Sunday, May 26, I arrived at church after the sermon. We had a guest preacher; she’s been here before, but I missed that sermon, too. Her bio, printed in the bulletin, says, “Her work focuses on dismantling white supremacy.” Those words trigger me. But in fact I don’t know what they mean — TO HER. I know what they mean to certain other people, but I don’t know what they mean TO HER. I have never heard her speak on the subject. I am in no position to judge — or prejudge.
What to do with my triggeredness? At BK after church, I prayed for her health, happiness and prosperity; that she would succeed at every task to which she puts her hand. I did not pray that she change her mind — about anything. In my view, such prayers have no positive effect, and would only perpetuate the darkness I want to change to light.

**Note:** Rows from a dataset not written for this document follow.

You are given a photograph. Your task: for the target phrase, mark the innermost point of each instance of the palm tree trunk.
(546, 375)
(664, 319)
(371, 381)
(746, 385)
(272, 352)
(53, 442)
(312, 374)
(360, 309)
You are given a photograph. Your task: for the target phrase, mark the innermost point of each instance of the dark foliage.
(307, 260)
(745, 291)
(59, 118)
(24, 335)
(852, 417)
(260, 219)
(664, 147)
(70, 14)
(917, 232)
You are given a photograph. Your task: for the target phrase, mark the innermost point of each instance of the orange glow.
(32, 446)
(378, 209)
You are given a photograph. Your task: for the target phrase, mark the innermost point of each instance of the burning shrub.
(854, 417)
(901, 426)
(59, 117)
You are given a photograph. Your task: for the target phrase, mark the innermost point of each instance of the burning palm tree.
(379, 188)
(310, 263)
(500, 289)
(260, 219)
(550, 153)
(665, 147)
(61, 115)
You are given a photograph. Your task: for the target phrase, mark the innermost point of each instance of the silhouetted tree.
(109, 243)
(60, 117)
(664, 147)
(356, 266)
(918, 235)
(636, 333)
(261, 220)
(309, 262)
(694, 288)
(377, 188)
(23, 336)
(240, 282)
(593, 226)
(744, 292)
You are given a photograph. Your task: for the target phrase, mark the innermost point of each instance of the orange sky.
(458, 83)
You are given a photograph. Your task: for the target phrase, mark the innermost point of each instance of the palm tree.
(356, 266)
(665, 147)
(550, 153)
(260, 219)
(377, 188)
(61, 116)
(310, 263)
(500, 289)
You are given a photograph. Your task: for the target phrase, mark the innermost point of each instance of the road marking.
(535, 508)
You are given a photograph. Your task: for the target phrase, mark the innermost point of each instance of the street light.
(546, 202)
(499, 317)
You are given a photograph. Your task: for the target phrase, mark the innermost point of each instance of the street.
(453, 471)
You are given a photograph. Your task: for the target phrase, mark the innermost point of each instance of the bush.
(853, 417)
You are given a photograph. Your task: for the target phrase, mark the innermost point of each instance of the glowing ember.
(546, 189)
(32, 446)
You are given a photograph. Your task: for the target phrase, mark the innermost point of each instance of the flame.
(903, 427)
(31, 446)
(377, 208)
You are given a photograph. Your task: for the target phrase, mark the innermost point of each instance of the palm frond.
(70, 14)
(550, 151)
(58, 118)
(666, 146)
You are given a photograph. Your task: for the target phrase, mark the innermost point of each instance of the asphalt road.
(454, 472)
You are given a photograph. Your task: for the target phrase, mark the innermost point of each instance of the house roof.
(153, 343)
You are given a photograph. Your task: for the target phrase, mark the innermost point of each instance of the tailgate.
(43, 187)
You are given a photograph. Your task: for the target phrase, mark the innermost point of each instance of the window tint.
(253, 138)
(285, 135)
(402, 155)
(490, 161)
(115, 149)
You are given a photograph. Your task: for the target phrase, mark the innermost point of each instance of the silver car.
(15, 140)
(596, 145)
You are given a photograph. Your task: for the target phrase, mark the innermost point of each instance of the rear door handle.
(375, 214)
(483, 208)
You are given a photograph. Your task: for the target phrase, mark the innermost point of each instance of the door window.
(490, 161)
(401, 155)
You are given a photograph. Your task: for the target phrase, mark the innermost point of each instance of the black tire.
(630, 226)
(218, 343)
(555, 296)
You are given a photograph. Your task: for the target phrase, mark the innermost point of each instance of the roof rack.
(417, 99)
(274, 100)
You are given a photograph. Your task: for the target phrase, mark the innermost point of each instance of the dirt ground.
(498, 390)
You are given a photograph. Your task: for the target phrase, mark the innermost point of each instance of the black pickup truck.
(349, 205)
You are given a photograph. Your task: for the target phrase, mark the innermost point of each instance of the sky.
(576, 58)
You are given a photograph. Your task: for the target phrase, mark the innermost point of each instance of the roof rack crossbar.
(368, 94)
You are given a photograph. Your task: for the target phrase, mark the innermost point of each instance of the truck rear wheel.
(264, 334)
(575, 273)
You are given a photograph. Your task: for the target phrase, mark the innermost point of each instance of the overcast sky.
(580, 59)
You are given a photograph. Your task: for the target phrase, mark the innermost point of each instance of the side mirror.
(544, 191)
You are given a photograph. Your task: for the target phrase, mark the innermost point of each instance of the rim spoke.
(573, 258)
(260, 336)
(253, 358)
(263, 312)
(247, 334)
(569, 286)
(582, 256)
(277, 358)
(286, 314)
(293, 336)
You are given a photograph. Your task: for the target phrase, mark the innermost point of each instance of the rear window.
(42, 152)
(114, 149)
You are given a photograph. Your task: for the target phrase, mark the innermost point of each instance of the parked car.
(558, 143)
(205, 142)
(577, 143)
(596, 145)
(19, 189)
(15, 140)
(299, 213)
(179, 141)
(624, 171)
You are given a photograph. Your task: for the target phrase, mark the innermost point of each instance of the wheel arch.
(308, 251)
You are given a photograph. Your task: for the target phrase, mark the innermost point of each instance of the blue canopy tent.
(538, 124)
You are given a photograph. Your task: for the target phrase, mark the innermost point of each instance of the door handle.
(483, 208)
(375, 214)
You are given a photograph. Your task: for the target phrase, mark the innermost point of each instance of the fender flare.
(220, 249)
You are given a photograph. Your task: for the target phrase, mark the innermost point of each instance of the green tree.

Monday morning, May 27, I was in Starbucks. The table where I sit faces the door. In came a man pushing a woman in a wheelchair. I know this man; he’s thoroughly demented, but you’d never know that without talking with him. He makes money selling these toy balloons that he twists into animal shapes. He’s really good at it. As to the woman, I perceived that she strove diligently for many years to get into that wheelchair. She’s dedicated her life to becoming helpless.
In seeking my own upward mobility, I am again at the stage where I’m tempted to look down on people whose lives are headed in the opposite direction. It’s as if the vibes they emanate are dissonant to my own. In the end, I need to accept them as they are; to live and let live. I’m not at that point yet.
Related: Coming abstractions
I had to find some way to sublimate my anger. At this writing, I don’t recall exactly what I did. It may have been as simple as to visualize them surrounded by a brilliant cloud of light, feeding my energies into that cloud, loving them as they are.